Haaretz'den Zvi Bar'el, rejim güçlerinin Mısır topraklarına saldırması halinde Mısır ve İsrail arasında askeri çatışma potansiyelinin altını çiziyor.
YDH- İsrail'in Rafah geçişinin kontrolünü ele geçirerek uluslararası hukuk çerçevesinde Gazze'nin işgalcisi statüsünü daha da sağlamlaştırdığını yazan İsrail gazetesi Haaretz'den Zvi Bar'el'in, ''Taking Control of the Rafah Crossing Means That Israel Is Once Again Occupying Gaza'' başlıklı makalesi, İsrail'in Mısır topraklarına saldırması halinde Mısır ve İsrail arasında askeri çatışma potansiyelinin altını çiziyor ve aynı zamanda da, Philadelphi Koridoru'nun Hamas'a silah ulaşmasını engellemedeki stratejik önemi vurgulanırken, bölgedeki hassas güç dengesine ve istenmeyen tırmanma potansiyeline işaret ediyor.
***
Mısır Dışişleri Bakanlığı, İsrail oredusunun Refah'taki operasyonunu ve Refah geçişini ele geçirmesini şiddetle kınadı ve bunu “riskli bir tırmanma” olarak nitelendirdi. Bu eylem, devam eden ateşkes müzakerelerini tehlikeye attığı ve özellikle insani yardıma muhtaç olan ve tıbbi yardım arayan sayısız Filistinlinin hayatını riske attığı için eleştirildi.

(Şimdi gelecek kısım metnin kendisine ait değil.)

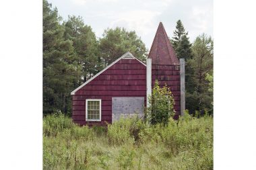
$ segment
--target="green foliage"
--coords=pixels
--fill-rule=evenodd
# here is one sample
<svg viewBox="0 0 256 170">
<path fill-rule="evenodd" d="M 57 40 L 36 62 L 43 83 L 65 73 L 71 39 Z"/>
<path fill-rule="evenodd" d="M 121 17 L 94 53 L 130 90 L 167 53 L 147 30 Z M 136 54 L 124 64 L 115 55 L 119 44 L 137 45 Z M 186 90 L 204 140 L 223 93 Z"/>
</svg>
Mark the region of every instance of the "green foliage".
<svg viewBox="0 0 256 170">
<path fill-rule="evenodd" d="M 141 60 L 146 61 L 148 50 L 134 31 L 128 32 L 123 28 L 118 27 L 108 28 L 105 30 L 99 43 L 105 65 L 112 63 L 128 51 Z"/>
<path fill-rule="evenodd" d="M 133 160 L 135 156 L 134 150 L 127 146 L 122 146 L 117 157 L 120 169 L 133 169 Z"/>
<path fill-rule="evenodd" d="M 204 112 L 213 114 L 213 73 L 214 42 L 211 37 L 203 34 L 195 39 L 192 51 L 195 87 L 186 93 L 186 108 L 191 112 Z M 209 90 L 210 89 L 210 90 Z"/>
<path fill-rule="evenodd" d="M 112 144 L 132 144 L 139 140 L 139 132 L 145 126 L 137 117 L 129 119 L 121 118 L 108 125 L 107 137 Z"/>
<path fill-rule="evenodd" d="M 175 102 L 170 88 L 166 85 L 161 88 L 156 80 L 152 94 L 148 100 L 150 107 L 146 110 L 148 121 L 152 124 L 158 123 L 167 124 L 169 118 L 175 114 L 174 110 Z"/>
<path fill-rule="evenodd" d="M 43 1 L 43 112 L 71 112 L 70 91 L 81 77 L 82 65 L 73 41 L 65 40 L 65 27 L 57 8 Z"/>
<path fill-rule="evenodd" d="M 196 118 L 186 112 L 165 126 L 125 118 L 104 132 L 79 126 L 61 114 L 44 117 L 44 169 L 213 169 L 213 119 L 208 115 Z"/>
<path fill-rule="evenodd" d="M 95 34 L 80 16 L 69 15 L 63 25 L 65 28 L 65 39 L 73 41 L 75 55 L 82 67 L 84 81 L 86 81 L 103 69 Z"/>
<path fill-rule="evenodd" d="M 173 32 L 173 37 L 170 41 L 178 58 L 185 58 L 187 61 L 192 58 L 192 44 L 189 42 L 188 32 L 185 32 L 180 19 L 177 22 L 176 30 Z"/>
</svg>

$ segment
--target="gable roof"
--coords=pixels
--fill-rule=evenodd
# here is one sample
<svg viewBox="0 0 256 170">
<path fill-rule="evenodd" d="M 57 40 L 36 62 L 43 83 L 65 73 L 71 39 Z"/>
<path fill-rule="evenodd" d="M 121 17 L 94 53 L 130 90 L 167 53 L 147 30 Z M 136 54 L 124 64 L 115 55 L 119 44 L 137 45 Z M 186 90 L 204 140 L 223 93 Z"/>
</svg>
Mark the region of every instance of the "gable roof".
<svg viewBox="0 0 256 170">
<path fill-rule="evenodd" d="M 143 62 L 142 62 L 140 60 L 139 60 L 138 58 L 137 58 L 136 57 L 135 57 L 133 54 L 131 54 L 131 52 L 126 52 L 125 54 L 123 54 L 123 56 L 121 56 L 119 58 L 118 58 L 117 60 L 116 60 L 115 61 L 114 61 L 113 62 L 112 62 L 110 65 L 109 65 L 108 67 L 106 67 L 105 69 L 104 69 L 103 70 L 102 70 L 101 71 L 100 71 L 99 73 L 98 73 L 96 75 L 95 75 L 94 77 L 92 77 L 91 79 L 90 79 L 89 80 L 86 81 L 84 84 L 82 84 L 82 85 L 80 85 L 79 87 L 78 87 L 77 88 L 76 88 L 75 90 L 73 90 L 70 94 L 71 95 L 75 95 L 75 93 L 78 91 L 79 89 L 81 89 L 82 87 L 83 87 L 84 86 L 85 86 L 86 84 L 89 83 L 89 82 L 90 82 L 91 81 L 92 81 L 93 79 L 94 79 L 96 77 L 97 77 L 97 76 L 98 76 L 99 75 L 100 75 L 101 73 L 102 73 L 104 71 L 105 71 L 106 69 L 108 69 L 109 67 L 110 67 L 111 66 L 114 65 L 115 63 L 117 63 L 118 61 L 119 61 L 121 59 L 136 59 L 137 60 L 138 60 L 140 63 L 141 63 L 142 65 L 143 65 L 145 67 L 146 67 L 146 65 L 145 65 Z"/>
<path fill-rule="evenodd" d="M 148 58 L 152 59 L 152 65 L 179 65 L 162 22 L 159 24 Z"/>
</svg>

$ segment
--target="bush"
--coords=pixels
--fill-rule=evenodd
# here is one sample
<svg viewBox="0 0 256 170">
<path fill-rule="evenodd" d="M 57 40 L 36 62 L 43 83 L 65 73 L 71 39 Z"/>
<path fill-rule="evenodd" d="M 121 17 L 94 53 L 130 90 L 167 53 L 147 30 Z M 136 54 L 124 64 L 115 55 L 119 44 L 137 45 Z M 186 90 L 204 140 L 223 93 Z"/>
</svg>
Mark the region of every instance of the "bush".
<svg viewBox="0 0 256 170">
<path fill-rule="evenodd" d="M 174 99 L 170 88 L 165 85 L 162 88 L 159 87 L 158 81 L 155 82 L 152 94 L 149 97 L 150 107 L 146 110 L 146 119 L 152 124 L 168 124 L 169 118 L 174 116 Z"/>
</svg>

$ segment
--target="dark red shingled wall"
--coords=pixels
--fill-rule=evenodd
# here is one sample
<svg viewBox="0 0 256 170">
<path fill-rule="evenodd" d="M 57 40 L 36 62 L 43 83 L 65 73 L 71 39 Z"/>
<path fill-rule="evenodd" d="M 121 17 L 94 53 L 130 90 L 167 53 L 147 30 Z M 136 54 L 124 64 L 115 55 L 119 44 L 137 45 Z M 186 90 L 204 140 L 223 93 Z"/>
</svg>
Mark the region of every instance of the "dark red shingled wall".
<svg viewBox="0 0 256 170">
<path fill-rule="evenodd" d="M 113 97 L 144 97 L 146 103 L 146 67 L 136 59 L 121 59 L 73 95 L 72 118 L 81 125 L 112 122 Z M 86 122 L 86 99 L 102 99 L 101 122 Z"/>
<path fill-rule="evenodd" d="M 174 95 L 177 116 L 181 114 L 180 63 L 162 22 L 159 24 L 150 48 L 152 60 L 152 87 L 157 79 L 160 85 L 167 84 Z"/>
</svg>

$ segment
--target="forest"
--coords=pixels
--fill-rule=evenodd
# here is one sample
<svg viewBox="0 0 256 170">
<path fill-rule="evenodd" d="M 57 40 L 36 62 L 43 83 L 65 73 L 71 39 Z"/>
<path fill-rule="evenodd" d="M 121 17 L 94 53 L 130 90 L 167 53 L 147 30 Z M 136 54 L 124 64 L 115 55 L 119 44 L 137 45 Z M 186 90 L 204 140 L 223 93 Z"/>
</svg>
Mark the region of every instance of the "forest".
<svg viewBox="0 0 256 170">
<path fill-rule="evenodd" d="M 204 33 L 191 43 L 181 20 L 170 36 L 179 58 L 185 59 L 186 109 L 213 115 L 213 39 Z M 43 1 L 43 114 L 71 114 L 70 92 L 127 51 L 145 62 L 145 44 L 135 31 L 106 28 L 97 38 L 86 20 L 63 20 Z"/>
</svg>

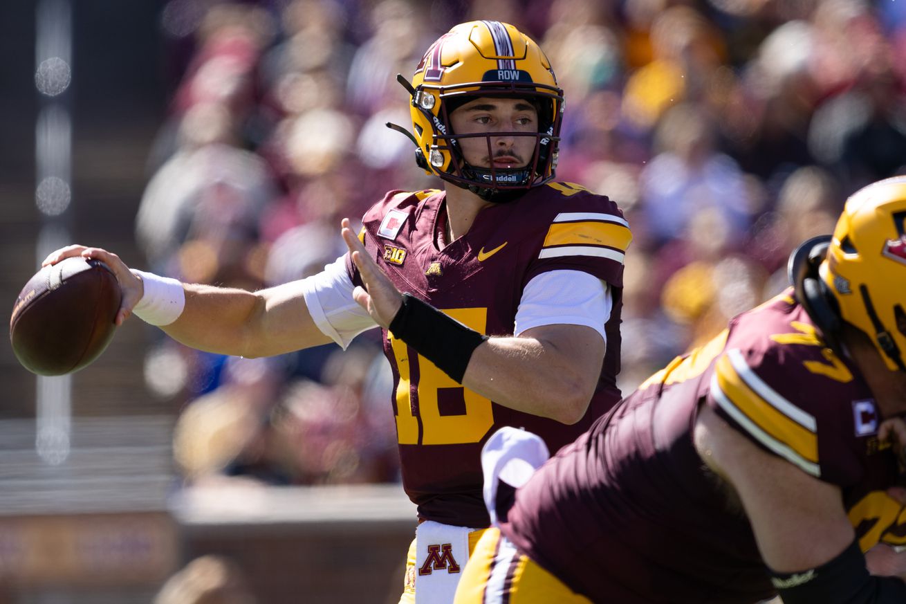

Mısır, İsrail'in Refah'a girme planından haberdar edildi; ancak ölçülü ve diplomatik tepki büyük bir öfkeyi ve bu hareketin sadece rehinelerin serbest bırakılmasına ilişkin görüşmeleri sabote etmekle kalmayıp, İsrail'in Refah'taki eylemi genişleterek yüz binlerce Gazzeliyi sınırı geçerek Mısır'a gitmeye zorlayacağı korkusunu da beraberinde getirdi.
Mısır'daki başka görüşler de daha iddialı bir tepki verilmesi çağrısında bulunuyor. Eski yüksek öğretim bakanı ve Kahire Üniversitesi rektörü olarak görev yapmış önemli bir isim olan Dr. Müfit Şihab Çarşamba günü Suudi el-Arabiya kanalına verdiği röportajda Mısır ordusunun İsrail'in eylemine “Mısır sınırları dışında gerçekleştiği için” karşılık vermediğini vurguladı.
Ancak "İsrail'in Mısır toprakları içinde bir saldırı düzenlemesi halinde Kahire buna karşılık vermek zorunda kalacak ve İsrail'le askeri bir çatışmaya girebilecektir.” dedi.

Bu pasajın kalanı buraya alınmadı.